Although net income for the year is projected to increase 35% to $5.4 million, over 2008, a shift in sales strategy has led to a reduction in projected revenues. 2009 revenues are now projected to be $46.1 million, down 22% from $59.1 million in 2008. The company’s sales strategy is being shifted from wholesale to the retail and medical facilities sector due to the uncertain direction of the National Medical Policy. Revenues from the company’s retail drug stores increased by 30% over 2008, but this was not sufficient to overcome the impact of the decrease in wholesale operations. The increase in net income is due primarily to higher margin retail and medical facilities sales, the new area of focus.

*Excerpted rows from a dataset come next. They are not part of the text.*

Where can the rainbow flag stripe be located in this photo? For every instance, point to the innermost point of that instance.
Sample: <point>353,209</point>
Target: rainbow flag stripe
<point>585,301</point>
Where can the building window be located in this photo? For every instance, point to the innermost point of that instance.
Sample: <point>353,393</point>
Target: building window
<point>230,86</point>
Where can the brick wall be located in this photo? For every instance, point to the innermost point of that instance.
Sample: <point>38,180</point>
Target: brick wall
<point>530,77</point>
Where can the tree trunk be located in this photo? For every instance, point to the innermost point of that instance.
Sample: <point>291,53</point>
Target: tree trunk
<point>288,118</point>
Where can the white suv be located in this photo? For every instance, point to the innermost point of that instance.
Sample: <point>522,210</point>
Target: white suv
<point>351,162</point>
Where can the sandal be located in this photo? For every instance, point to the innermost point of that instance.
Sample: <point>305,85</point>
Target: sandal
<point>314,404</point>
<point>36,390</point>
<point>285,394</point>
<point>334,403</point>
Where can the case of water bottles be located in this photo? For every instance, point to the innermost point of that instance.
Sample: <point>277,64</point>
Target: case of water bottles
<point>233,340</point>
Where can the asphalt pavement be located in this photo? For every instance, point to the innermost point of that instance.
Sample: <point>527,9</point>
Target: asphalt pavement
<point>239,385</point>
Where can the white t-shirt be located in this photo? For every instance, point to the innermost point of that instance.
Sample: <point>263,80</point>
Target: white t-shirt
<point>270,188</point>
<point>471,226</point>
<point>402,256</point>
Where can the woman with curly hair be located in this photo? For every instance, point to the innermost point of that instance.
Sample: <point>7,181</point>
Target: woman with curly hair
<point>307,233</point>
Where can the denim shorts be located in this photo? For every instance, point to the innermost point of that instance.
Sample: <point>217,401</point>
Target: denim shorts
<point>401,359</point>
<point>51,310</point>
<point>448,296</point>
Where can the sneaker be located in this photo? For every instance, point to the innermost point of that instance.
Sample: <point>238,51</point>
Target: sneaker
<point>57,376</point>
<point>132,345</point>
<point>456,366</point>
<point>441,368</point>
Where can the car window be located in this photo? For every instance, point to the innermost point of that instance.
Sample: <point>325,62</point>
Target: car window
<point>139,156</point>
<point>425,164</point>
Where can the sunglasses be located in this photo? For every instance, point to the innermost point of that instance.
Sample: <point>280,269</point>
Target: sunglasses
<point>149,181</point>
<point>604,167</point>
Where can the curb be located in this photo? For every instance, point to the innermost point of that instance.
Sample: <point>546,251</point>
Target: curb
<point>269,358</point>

Company chairman and CEO, Mr. Yongxin Liu, commented that wholesale business was impacted by customers waiting for specifics on the new healthcare reform plan. “However, on August 18th, the Chinese government issued China’s Essential Drug List (EDL) which included over 300 commonly used pharmaceuticals that will be subsidized by the government to provide easier access to all citizens. We are pleased that China Yongxin is a retailer or distributor of 295 of the products on that list. We are further encouraged by the increasing momentum toward healthcare reform and the government’s efforts to boost domestic spending. During 2009, we also added 12 high margin pharmaceutical products with exclusive distribution rights in Jilin province and we expect this to drive market share gains and growth during the coming year.”
China Yongxin Pharmaceuticals was founded in 1993, but didn’t begin retail operations until 2004. In 2005, it gained franchise rights from one of the world’s largest drug chains for China’s Jilin Province. By the end of 2007, it had become one of the fastest growing drug retailers in China through its chain of 93 drug outlets, as well as wholesale distribution and manufacturing operations in Northeastern China.